It will come as no surprise to any of my readers that I am a huge fan of Trappist Beer. The complex, subtle offerings from what I lovingly call The Drunk Monks are some of the most carefully crafted beer on the planet. There are only 11 breweries on the planet that get to call themselves Trappist (the association adds a 12th but their beer is made by Chimay so I think it doesn’t count).

Trappist beer are made by monks and must meet a series of quality and organizational standards to receive the official Trappist authentication. They are all in the classic Belgian style and exemplify the best in Belgian beer.

I say all this because the one and only Trappist beer I had yet to sample recently came to Alberta. The beer is Zundert, from Trappistenbrouwerij de Kievit in Zundert, Netherlands, the second Dutch Trappist brewery. It only received its designation in 2013, making it the second youngest Trappist brewery. I got my hands on it a while ago and finally got around to trying it.

The beer is described on various beer websites as a Tripel. But, as will become clear below, I think that is a wrong designation. I think this beer finds a way to be its own thing. Fully Trappist, but eschewing the standard Single, Dubbel, Tripel, Quadrupel classification.

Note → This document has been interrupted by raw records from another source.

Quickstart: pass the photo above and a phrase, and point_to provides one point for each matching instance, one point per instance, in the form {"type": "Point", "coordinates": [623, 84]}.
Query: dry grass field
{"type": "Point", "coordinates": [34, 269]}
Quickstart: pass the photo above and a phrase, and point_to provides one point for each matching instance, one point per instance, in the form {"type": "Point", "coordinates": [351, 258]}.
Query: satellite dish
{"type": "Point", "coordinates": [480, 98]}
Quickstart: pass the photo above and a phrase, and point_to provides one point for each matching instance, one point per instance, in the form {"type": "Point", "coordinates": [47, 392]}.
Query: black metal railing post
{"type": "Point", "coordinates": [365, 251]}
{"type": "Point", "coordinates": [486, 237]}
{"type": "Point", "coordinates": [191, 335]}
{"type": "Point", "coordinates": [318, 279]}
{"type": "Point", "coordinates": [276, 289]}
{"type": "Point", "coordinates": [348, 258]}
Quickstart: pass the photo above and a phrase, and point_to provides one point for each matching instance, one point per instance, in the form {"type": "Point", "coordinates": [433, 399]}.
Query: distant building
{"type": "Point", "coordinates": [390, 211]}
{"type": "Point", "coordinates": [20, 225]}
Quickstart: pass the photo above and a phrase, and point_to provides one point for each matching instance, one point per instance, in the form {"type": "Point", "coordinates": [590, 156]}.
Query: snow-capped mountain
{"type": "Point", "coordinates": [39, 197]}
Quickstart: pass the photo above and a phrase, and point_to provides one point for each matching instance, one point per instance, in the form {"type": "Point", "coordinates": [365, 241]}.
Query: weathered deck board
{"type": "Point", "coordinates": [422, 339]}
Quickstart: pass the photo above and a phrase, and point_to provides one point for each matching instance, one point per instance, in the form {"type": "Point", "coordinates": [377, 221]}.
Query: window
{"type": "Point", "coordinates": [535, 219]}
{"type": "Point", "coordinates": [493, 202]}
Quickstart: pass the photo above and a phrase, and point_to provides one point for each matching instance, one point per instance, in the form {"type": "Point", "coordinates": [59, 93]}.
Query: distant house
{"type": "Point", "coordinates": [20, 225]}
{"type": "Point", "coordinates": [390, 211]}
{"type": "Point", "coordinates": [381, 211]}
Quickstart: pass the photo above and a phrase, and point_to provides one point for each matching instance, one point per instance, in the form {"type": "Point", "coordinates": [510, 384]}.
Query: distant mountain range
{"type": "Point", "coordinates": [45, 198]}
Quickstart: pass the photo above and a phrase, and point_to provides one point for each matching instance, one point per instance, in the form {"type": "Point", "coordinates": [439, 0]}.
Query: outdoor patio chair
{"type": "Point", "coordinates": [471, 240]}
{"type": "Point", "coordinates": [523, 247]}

I knew it as soon as I poured it. The colour was the first thing to tip me off, followed by the aroma. It was a dark copper, almost amber beer. It had the expected clarity and produced a big, dense white head, again as expected. But Tripels aren’t amber.

The aroma also offered something unique. It produced a rich aroma accented by plum, apricot and raisin, along with soft honey and light toffee. I also picked up some hints of peppery spice, but only a little, counter by a noted cinnamon character. For the most part the beer smelled rich and sweet.

The taste starts quite sweet with some toffee, honey, and dark fruit. The middle picks up some hop character and a bit of earthy spiciness. The end brings out the Belgian character – a soft spiciness with a bit of pepper but with a clove and must accent. The linger is musty and peppery with a bit of sweet caramel to back it up.

Zundert is soft, complex and sweet. I has a delicate base of honey and toffee which anchor what is a rather hoppy beer with a balanced Belgian character. It is stunningly drinkable. Plus it completely defies styles. It is not a Tripel. It has the malt base of a Dubbel but is too dry and has a slight earthy hop hit to classify. It is too delicate for the darker, more alcoholic styles.

Simply it is its own thing. Somehow completely in the Trappist tradition. This is a Trappist beer. It is just unlike any other Trappist I have ever tasted. So good on ya, monks of Zundert. You found a way to refresh the Trappist brand, and do it well.

Keep sending this beer to Alberta.

2 comments to Zundert Breaks All the Trappist Rules

  • Brady

    Glad that you got around to more or less agreeing with my BA review from 2 months back – this is indeed a hard to classify Trappist Ale, at the very best, and not one that I would like to revisit.

    • beerguy

      I am not saying I wouldn’t go back to it. I just think it is a bit non-traditional. I will let the readers decide whether they like it or not.